I don´t know any Cryptocoryne with that name...

It looks to me like a comercial name, 'diversen' sounds to me as 'diverse'.
Where did you get it?

Greets from Spain


----------



## Navarro (Feb 12, 2004)

Hola Xema! me la han enviado de Suecia con un tag de Aquafleur y tal cual es, lo eh escrito. Por cierto que lo busque en su web page y no esta ahi.
Saludos.
HI Xema! We got it from aquafleur in a fish store in Sweden and the tag reads that name I consulted their web page and the plant is not listed there.
Cheers,
Navarro


----------



## Xema (Mar 24, 2004)

Entonces, lo más probable es que sea una denominación comercial para plantas sin clasificar debido a hybridaciones o mezclas de plantas incontroladas.
Es muy comun en los vivero donde se cultivan y propagan, que las plantas acaben por mezclarse, y wendtii, becktii, undulata, etc, son dificiles de diferenciar cuando estan emergidas.

Cuidalas como al resto de las cryptocorynes de Sri Lanka.

Then, I think it´s probably a comercial name used for Cryptocorynes with identification due to accidetal mixtures or hybridations.

The plants get mixed is rather common in farms, diferents Cryptocoryne species grow in the same culture table, and wendtii, undulata, becktii are quite similar in emersed culture.

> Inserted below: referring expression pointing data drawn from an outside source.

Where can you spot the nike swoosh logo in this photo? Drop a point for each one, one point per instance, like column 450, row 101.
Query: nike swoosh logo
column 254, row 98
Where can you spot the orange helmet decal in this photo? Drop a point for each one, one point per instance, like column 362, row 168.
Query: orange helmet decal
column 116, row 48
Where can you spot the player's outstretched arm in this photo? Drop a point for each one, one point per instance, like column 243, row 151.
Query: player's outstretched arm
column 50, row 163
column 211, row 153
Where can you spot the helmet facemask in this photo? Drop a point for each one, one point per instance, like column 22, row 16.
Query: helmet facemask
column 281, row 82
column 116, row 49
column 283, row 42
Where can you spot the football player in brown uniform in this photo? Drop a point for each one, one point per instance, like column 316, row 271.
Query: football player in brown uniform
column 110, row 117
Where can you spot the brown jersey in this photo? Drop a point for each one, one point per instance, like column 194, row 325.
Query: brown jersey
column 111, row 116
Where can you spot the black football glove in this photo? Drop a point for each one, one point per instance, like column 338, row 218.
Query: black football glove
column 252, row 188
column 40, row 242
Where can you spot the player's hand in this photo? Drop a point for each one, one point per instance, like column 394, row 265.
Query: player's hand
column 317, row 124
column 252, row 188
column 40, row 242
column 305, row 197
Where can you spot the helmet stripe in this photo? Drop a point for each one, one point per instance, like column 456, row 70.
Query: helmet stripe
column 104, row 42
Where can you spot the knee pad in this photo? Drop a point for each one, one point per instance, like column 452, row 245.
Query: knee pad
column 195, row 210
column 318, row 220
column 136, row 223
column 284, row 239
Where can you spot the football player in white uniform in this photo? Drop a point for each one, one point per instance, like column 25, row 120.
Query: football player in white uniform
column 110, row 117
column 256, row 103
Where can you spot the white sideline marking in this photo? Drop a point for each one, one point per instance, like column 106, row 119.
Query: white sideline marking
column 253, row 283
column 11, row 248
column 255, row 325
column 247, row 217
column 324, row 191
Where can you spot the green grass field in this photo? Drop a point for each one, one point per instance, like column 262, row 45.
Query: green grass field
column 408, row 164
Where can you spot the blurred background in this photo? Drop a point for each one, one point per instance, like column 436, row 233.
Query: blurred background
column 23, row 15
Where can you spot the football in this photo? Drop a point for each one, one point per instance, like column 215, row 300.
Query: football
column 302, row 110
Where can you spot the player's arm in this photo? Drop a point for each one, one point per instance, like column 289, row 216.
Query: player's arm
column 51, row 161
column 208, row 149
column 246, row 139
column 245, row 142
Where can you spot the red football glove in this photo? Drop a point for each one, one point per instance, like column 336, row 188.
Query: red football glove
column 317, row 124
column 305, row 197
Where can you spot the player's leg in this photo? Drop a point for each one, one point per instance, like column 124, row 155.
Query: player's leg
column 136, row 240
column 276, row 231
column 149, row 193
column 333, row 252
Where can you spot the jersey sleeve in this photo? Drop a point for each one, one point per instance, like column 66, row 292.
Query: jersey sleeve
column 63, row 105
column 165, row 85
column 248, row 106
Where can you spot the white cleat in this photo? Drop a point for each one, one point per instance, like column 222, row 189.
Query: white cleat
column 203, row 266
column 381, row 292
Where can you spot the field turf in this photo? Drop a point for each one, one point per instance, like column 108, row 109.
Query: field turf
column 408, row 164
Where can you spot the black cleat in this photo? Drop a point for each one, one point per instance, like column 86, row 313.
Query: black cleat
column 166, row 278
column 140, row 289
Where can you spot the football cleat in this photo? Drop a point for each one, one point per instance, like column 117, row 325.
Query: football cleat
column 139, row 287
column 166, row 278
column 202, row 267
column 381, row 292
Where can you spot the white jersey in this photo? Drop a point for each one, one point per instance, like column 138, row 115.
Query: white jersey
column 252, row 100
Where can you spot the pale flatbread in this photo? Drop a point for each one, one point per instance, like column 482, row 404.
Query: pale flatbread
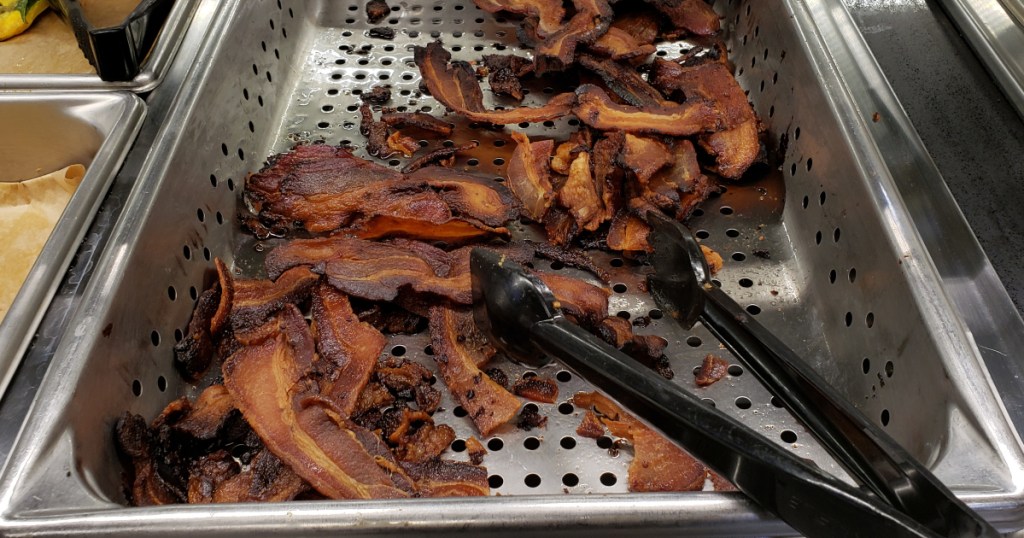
column 29, row 210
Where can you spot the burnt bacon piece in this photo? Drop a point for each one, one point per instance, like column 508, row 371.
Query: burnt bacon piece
column 623, row 80
column 442, row 156
column 348, row 347
column 417, row 119
column 455, row 85
column 695, row 16
column 597, row 110
column 376, row 271
column 657, row 463
column 327, row 189
column 548, row 13
column 377, row 10
column 529, row 174
column 488, row 404
column 269, row 385
column 504, row 72
column 557, row 51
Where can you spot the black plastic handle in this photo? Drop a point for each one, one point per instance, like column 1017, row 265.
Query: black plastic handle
column 869, row 454
column 806, row 498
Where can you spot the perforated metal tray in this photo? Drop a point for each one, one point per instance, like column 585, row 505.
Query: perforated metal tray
column 822, row 250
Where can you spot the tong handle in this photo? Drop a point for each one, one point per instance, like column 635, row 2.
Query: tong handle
column 809, row 500
column 869, row 454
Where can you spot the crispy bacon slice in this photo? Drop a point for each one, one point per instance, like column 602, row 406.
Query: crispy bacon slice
column 348, row 346
column 455, row 85
column 376, row 271
column 580, row 197
column 338, row 458
column 256, row 300
column 595, row 109
column 417, row 119
column 449, row 479
column 657, row 464
column 619, row 44
column 694, row 16
column 488, row 404
column 549, row 13
column 644, row 156
column 625, row 81
column 557, row 50
column 529, row 174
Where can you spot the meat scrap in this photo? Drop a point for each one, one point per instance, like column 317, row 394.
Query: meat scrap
column 657, row 463
column 711, row 370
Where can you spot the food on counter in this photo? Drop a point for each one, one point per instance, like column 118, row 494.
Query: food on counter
column 318, row 409
column 17, row 15
column 29, row 211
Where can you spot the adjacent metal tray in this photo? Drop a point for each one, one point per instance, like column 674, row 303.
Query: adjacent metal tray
column 47, row 131
column 848, row 282
column 153, row 69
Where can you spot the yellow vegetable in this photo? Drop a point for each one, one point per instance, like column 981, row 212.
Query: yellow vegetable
column 17, row 15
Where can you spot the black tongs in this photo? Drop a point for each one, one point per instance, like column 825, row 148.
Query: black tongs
column 118, row 51
column 517, row 313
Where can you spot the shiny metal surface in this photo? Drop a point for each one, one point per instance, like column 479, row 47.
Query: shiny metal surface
column 152, row 73
column 62, row 466
column 995, row 31
column 47, row 131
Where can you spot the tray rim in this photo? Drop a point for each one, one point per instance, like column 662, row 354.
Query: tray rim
column 1004, row 508
column 152, row 74
column 26, row 313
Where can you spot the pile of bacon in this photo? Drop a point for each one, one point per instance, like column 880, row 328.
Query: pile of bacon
column 306, row 404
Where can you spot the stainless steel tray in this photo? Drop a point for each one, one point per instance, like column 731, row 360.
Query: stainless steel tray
column 153, row 69
column 848, row 282
column 47, row 131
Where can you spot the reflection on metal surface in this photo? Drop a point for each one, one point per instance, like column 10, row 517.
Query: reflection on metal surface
column 995, row 30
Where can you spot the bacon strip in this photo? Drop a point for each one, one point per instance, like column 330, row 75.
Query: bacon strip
column 340, row 459
column 455, row 85
column 488, row 404
column 529, row 174
column 657, row 463
column 595, row 109
column 376, row 271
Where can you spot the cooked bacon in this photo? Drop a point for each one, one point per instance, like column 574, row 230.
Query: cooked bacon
column 488, row 404
column 440, row 156
column 657, row 464
column 619, row 44
column 644, row 156
column 580, row 197
column 337, row 457
column 377, row 10
column 401, row 143
column 548, row 12
column 557, row 50
column 418, row 120
column 195, row 353
column 712, row 369
column 537, row 388
column 580, row 299
column 694, row 16
column 376, row 133
column 504, row 72
column 528, row 174
column 348, row 346
column 449, row 479
column 256, row 300
column 595, row 109
column 455, row 85
column 624, row 81
column 375, row 271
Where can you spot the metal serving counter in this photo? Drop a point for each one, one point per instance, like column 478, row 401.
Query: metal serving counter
column 975, row 142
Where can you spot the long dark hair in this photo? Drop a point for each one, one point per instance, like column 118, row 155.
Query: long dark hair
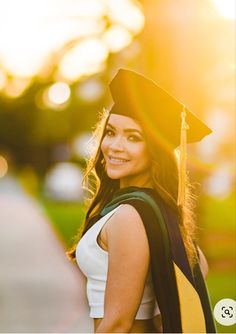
column 165, row 178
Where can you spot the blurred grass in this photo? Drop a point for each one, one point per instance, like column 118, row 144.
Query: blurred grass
column 222, row 285
column 66, row 218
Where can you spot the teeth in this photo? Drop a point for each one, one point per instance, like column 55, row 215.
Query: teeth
column 116, row 159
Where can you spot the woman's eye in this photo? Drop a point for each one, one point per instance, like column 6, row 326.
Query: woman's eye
column 134, row 138
column 109, row 132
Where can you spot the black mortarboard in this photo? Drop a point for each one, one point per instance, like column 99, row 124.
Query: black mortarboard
column 160, row 114
column 140, row 98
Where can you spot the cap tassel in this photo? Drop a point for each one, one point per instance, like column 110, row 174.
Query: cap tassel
column 182, row 159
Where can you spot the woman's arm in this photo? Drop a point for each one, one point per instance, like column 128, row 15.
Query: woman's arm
column 127, row 270
column 203, row 263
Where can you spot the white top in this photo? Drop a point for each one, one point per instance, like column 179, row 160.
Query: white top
column 93, row 261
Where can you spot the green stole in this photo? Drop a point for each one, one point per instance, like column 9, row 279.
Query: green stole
column 181, row 294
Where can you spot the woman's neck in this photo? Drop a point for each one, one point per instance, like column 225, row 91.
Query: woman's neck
column 144, row 182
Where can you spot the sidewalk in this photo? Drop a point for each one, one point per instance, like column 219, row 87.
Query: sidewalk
column 40, row 290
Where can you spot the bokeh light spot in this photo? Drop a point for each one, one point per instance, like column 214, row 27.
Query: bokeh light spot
column 117, row 37
column 3, row 166
column 59, row 93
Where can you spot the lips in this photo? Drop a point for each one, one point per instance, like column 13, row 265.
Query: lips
column 116, row 160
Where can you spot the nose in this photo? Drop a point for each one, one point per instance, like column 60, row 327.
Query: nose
column 116, row 144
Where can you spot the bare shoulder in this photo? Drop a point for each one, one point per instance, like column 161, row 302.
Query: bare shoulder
column 126, row 216
column 126, row 226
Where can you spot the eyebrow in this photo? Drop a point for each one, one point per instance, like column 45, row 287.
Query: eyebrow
column 126, row 130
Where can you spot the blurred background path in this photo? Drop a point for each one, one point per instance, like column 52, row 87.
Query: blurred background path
column 40, row 290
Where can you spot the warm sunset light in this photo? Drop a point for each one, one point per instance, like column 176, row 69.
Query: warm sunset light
column 3, row 166
column 86, row 58
column 59, row 93
column 226, row 8
column 35, row 30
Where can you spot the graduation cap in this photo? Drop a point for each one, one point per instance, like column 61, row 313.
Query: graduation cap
column 159, row 113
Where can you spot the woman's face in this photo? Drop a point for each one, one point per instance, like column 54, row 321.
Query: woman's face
column 125, row 151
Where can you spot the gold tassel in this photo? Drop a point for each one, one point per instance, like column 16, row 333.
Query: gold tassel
column 182, row 159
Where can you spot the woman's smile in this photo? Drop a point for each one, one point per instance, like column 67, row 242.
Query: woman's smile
column 116, row 161
column 124, row 150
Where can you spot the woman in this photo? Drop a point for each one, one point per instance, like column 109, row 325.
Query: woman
column 138, row 247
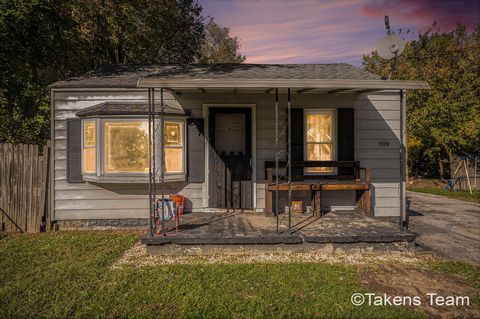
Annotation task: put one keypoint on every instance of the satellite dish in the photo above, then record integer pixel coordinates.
(390, 46)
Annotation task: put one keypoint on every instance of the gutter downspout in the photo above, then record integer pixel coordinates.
(51, 207)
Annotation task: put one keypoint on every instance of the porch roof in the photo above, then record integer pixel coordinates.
(301, 78)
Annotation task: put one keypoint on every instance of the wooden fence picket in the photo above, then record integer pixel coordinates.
(24, 187)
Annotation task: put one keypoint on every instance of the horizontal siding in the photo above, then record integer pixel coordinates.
(377, 119)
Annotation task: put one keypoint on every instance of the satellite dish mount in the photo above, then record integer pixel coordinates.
(390, 48)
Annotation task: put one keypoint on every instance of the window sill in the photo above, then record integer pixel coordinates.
(131, 178)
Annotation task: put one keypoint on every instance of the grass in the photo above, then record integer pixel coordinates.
(471, 273)
(465, 196)
(67, 274)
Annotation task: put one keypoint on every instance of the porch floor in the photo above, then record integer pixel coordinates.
(242, 228)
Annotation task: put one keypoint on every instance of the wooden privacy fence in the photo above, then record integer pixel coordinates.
(23, 187)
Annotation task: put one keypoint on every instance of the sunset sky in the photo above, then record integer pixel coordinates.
(321, 31)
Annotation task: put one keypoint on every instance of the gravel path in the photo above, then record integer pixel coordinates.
(450, 227)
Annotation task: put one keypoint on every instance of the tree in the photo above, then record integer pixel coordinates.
(444, 121)
(218, 46)
(43, 41)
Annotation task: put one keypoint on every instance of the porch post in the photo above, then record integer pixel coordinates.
(403, 163)
(162, 155)
(150, 162)
(276, 155)
(289, 107)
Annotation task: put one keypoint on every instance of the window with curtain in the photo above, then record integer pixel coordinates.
(89, 147)
(125, 146)
(174, 147)
(319, 139)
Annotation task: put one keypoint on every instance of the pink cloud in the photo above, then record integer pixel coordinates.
(422, 13)
(314, 31)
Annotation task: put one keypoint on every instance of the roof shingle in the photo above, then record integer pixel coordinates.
(127, 76)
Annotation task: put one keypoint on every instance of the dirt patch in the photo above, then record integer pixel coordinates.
(427, 183)
(448, 226)
(405, 280)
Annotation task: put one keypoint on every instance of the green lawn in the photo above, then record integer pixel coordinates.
(466, 196)
(67, 274)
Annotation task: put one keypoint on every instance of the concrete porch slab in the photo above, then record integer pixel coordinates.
(253, 229)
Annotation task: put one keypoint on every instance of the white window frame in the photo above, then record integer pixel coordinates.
(82, 146)
(333, 112)
(100, 148)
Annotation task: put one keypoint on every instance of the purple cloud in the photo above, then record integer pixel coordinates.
(309, 31)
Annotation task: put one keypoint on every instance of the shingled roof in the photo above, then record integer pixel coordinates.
(127, 76)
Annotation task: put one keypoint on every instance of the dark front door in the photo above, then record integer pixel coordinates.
(230, 172)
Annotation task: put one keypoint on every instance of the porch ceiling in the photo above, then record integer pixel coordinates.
(298, 86)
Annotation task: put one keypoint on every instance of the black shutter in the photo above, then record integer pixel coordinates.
(297, 138)
(74, 151)
(346, 139)
(196, 150)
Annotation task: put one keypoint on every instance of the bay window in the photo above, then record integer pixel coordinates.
(319, 138)
(125, 146)
(122, 145)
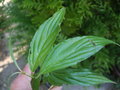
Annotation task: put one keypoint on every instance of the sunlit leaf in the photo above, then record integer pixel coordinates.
(72, 51)
(82, 77)
(44, 38)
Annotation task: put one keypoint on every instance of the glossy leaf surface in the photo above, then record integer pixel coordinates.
(72, 51)
(44, 38)
(76, 77)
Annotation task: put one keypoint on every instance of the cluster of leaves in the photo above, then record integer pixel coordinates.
(55, 61)
(83, 17)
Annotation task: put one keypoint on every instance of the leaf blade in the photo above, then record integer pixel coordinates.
(82, 77)
(72, 51)
(44, 38)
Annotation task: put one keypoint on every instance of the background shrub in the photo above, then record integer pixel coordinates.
(83, 17)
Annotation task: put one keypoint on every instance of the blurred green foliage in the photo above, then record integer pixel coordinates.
(83, 17)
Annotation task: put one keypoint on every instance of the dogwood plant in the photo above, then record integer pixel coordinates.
(51, 63)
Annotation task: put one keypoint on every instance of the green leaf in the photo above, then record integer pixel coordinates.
(72, 51)
(44, 38)
(82, 77)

Keep it as the rest of crypts from Sri Lanka.


Greets from Spain


----------



## Daphnis (Jul 19, 2005)

It seens to be Netherlands and "diversen" means "various". Even the word "Cryptocorine" is Netherlands.

CU,

Sascha.


----------



## Phil Edwards (Jan 22, 2004)

Luis,

If it's "various" chances are good the grower didn't know what it was either.


----------



## fastlee84 (Apr 12, 2004)

Maybe to be more precise, a good picture of it will help.


----------



## ragn4rok (Jan 23, 2005)

I have 3 pots from Tropica. The tag says they are Cryptocoryne div. But, ecah pot is a different species. I have Cryptocoryne wendtii Tropica, Cryptocoryne x willisii "lucens", Cryptocoryne x willisii. I think Div means special XL pot.


----------